In this study, the intentional poor performance on testing (“sandbagging”) on the King–Devick test was evaluated by measuring eye movement of non-concussed patients under normal performance conditions and intentional poor performance.
Findings show that the intentional poor performance on baseline testing can be detected by objective eye movement measurement.
– Kathleen F. Freeman, OD, FAAO
Written by Leonard J. Press OD, FAAO, FCOVD
The King–Devick Test (KDT) has emerged as a quick and relatively inexpensive test to administer to athletes as a potential sideline test for concussion. This saccadic eye movement test based on rapid naming of randomly spaced numbers in sequence is useful in helping determine when an athlete is capable of returning to play. It is predicated on the availability of baseline scores and the slowing of test scores (by a mean of 4.8 s) when administered to the athlete who is suspected of being concussed.
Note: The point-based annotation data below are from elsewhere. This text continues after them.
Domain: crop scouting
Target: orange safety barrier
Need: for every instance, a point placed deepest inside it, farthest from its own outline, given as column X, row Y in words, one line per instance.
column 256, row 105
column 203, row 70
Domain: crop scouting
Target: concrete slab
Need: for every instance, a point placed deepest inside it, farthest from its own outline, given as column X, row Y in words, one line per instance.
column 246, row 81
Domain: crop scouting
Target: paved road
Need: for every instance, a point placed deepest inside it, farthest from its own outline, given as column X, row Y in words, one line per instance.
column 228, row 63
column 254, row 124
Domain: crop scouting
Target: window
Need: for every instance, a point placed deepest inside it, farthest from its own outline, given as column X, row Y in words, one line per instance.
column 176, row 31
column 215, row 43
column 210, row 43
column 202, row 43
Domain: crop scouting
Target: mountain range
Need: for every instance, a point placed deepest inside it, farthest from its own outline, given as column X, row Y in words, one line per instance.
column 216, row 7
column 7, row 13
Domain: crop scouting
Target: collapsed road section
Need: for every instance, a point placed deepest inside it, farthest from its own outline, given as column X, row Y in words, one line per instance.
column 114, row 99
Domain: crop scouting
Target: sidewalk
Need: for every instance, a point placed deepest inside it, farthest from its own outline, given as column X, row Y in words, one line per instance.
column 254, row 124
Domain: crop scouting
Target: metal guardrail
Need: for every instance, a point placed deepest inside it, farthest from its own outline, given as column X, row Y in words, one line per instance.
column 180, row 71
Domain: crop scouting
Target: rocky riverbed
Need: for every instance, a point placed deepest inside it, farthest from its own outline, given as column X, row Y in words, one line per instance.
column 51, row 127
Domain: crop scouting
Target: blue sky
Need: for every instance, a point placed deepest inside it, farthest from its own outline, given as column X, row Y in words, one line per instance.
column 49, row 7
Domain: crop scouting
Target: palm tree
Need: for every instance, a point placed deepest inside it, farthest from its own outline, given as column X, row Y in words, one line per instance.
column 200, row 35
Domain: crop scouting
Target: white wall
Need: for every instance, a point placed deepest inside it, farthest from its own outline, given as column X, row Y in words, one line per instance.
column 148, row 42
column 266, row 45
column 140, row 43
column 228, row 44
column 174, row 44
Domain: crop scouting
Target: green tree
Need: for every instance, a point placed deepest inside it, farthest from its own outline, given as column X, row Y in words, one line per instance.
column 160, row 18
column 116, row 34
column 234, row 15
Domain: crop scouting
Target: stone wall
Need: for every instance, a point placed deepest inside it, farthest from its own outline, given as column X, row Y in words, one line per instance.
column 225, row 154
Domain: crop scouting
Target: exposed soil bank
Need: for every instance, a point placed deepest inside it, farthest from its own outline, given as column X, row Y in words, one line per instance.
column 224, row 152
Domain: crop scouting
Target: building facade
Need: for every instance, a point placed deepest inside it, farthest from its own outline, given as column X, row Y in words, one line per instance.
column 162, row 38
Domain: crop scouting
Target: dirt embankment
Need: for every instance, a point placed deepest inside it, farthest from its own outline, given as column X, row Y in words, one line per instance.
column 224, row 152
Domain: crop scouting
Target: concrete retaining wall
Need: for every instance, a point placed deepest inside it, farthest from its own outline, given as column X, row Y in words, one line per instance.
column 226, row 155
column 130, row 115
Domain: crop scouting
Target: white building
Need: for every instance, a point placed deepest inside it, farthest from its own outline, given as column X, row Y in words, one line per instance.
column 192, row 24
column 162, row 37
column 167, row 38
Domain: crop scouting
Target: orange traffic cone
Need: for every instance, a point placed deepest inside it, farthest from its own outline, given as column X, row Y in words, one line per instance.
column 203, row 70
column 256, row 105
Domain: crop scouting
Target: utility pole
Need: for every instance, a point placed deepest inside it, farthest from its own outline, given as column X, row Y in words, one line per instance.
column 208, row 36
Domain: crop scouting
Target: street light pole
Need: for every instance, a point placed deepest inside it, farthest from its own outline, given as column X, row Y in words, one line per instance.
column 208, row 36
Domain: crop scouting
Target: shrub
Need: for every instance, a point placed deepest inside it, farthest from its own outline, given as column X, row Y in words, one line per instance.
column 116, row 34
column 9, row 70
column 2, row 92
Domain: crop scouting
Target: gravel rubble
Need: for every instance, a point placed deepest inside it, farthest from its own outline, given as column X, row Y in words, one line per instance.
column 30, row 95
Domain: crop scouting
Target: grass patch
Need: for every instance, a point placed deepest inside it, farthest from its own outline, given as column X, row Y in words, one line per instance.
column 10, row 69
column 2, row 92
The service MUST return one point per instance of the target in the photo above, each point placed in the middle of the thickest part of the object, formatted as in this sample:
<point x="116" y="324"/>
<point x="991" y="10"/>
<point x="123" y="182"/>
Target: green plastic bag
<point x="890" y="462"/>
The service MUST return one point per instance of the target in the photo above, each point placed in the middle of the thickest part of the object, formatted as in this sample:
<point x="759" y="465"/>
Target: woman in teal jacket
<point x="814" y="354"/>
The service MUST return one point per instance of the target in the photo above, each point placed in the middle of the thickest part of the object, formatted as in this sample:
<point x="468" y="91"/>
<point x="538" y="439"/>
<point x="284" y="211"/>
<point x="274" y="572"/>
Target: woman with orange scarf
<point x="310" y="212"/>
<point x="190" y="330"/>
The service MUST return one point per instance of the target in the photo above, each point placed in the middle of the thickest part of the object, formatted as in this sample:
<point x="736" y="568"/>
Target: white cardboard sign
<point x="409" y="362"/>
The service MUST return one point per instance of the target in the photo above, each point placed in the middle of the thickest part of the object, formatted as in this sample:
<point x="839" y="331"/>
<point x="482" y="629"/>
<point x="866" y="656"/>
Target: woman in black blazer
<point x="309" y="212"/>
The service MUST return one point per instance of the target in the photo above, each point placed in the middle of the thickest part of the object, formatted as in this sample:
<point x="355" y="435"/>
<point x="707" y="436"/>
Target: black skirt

The challenge of course is that most athletes want to return to play and may therefore purposely try to slow down or “sandbag” their baseline score so that their visual cognitive impairment when concussed is not as apparent. In this crossover study, athletes were advised on one test administration to give their best effort and on another trial to sandbag their attempt. The mean best-effort KDT time of 48.2 s with a range between 33.9 and 60.1 s was consistent with baseline KDT times in healthy athletes in the literature, whereas the mean time with sandbagging attempts was 41.5 s with a range between 2.5 and 174.5 s on the sandbagging. This suggests that credible sandbagging is difficult to perform. As the article concludes, objective eye movement recordings may further help to identify athletes attempting to sandbag the KDT at baseline.